Nazi Scientific Policy Print

Science policy of the Nazi regime has become since 1980s a research topic in its own right. The execution of personnel purges prior to the WWII and the close link between these and broader genocidal strategies, as well as the collaboration of some German scientific disciplines, institutions, and individuals in crimes against humanity has been discussed and confronted since soon after the end of the WWII (Nuremberg trials and subsequent processes).
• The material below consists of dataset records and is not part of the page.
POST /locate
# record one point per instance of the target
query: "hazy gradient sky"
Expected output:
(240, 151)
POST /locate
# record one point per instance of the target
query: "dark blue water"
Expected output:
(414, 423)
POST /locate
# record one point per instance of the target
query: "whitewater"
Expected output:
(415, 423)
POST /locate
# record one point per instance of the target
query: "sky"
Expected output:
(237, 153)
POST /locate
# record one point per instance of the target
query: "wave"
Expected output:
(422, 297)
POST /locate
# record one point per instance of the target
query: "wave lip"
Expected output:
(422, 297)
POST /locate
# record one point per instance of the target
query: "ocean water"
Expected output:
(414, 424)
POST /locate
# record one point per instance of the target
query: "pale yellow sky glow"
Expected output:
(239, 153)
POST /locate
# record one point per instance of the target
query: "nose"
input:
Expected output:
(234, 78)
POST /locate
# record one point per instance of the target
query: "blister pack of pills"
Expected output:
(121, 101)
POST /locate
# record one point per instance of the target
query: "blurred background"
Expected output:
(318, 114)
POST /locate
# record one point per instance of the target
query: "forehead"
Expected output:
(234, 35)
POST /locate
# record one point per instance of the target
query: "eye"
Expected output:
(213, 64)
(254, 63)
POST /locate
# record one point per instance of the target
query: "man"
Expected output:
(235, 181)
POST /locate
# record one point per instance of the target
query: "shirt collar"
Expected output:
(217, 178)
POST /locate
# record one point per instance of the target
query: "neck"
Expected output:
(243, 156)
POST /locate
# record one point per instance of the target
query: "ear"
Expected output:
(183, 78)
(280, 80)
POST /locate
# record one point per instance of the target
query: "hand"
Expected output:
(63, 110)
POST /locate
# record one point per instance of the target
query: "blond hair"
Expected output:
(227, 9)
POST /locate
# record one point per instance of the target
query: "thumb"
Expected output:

Nowadays, however, there arise subtler issues related mainly to an analysis of power mechanisms and decision-making processes within the Nazi state, study of infiltration of the traditional scientific infrastructure (universities, academies, Kaiser-Wilhelm-Institutes) by the SS, research funding, rationalisation and increased effectiveness of applied research under conditions of total war, and long-term structural consequences thereof.

Understandably, researchers tend to focus on conditions then prevailing in Germany and partially also Austria, while the situation in the then occupied territories is still largely neglected by majority of research projects.

It is also for this reason that the ‘Disappeared Elites’ project is accompanied by basic research of these issues. Situation in the Czech lands should be described in a separate (introductory) study, which would on the one hand focus on particular (i.e., Protectorate) documents, and on the other hand serve as a starting point for an eventual international comparison. Consequences of personnel purges would thereby be analysed both in the context of long-term goals of Nazi policies, and in the context of shifting and changeable goals of the German occupation administration in the Protectorate, which to various degrees reflected the changing war situation.

This research would be based mainly on materials located in Czech, German, and British archives.